WASHINGTON.- Un violento encuentro en aguas internacionales cercanas a Colombia ha dejado un saldo de dos personas muertas, luego de que fuerzas de Estados Unidos atacaran una presunta narcolancha. Este suceso se enmarca en una serie de operativos antidrogas que han incrementado la tensión en las rutas marítimas del continente.

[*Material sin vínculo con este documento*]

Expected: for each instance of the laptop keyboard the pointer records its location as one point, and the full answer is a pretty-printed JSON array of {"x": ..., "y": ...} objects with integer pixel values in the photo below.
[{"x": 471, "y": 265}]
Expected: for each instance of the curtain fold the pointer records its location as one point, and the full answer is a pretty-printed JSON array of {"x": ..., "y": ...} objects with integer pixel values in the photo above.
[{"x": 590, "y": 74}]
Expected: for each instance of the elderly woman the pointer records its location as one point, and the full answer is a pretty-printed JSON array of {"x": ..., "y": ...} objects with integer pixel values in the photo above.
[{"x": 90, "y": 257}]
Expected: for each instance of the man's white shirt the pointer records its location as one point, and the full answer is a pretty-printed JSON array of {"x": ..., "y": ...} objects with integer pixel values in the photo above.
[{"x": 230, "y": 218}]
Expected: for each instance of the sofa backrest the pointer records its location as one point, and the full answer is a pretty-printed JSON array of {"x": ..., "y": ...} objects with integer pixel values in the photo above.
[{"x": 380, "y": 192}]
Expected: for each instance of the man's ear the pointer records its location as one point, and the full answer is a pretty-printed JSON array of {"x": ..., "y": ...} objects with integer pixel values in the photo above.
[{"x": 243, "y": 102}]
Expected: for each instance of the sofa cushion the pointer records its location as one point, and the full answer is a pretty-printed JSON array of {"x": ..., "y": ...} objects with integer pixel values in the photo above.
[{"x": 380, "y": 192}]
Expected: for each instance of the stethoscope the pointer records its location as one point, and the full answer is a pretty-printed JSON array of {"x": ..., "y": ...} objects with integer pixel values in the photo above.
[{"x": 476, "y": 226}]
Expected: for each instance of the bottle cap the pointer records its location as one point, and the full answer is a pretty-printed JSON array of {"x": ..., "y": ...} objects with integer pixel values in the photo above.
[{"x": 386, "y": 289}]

Operativo letal en alta mar
El ataque fue dirigido contra una embarcación que, según las autoridades estadounidenses, era sospechosa de transportar estupefacientes. Aunque los detalles del enfrentamiento aún son escasos, se ha confirmado oficialmente la muerte de dos de los tripulantes. Este tipo de intercepciones son una táctica recurrente en la estrategia de seguridad de Washington para frenar el tráfico de drogas en la región, pero sus consecuencias a menudo resultan fatales.
Una cifra que enciende las alarmas
Este incidente no es un caso aislado y se suma a una estadística crítica que genera gran preocupación. Según los registros oficiales, las actividades militares de Estados Unidos en el Caribe y el Pacífico han provocado la muerte de más de 130 personas. Esta alarmante cifra corresponde al periodo que inició en agosto de 2025 y se extiende hasta la actualidad, dibujando un panorama sombrío sobre la lucha contra el narcotráfico.
Controversia por el uso de la fuerza
La repetición de estos eventos mortales ha generado polémica sobre los protocolos de enfrentamiento y el uso de la fuerza letal por parte de las agencias estadounidenses en aguas internacionales. La estrategia de interdicción es cuestionada cuando el resultado es la pérdida de vidas humanas en circunstancias que no siempre son esclarecidas por completo, poniendo en debate la proporcionalidad de las acciones militares.
Por ahora, las autoridades no han revelado la identidad de los fallecidos ni han ofrecido una versión detallada de los hechos que llevaron al ataque. La situación subraya la peligrosa realidad de la guerra contra las drogas en el mar, donde los operativos militares continúan activos y la línea entre la seguridad y la tragedia es cada vez más delgada.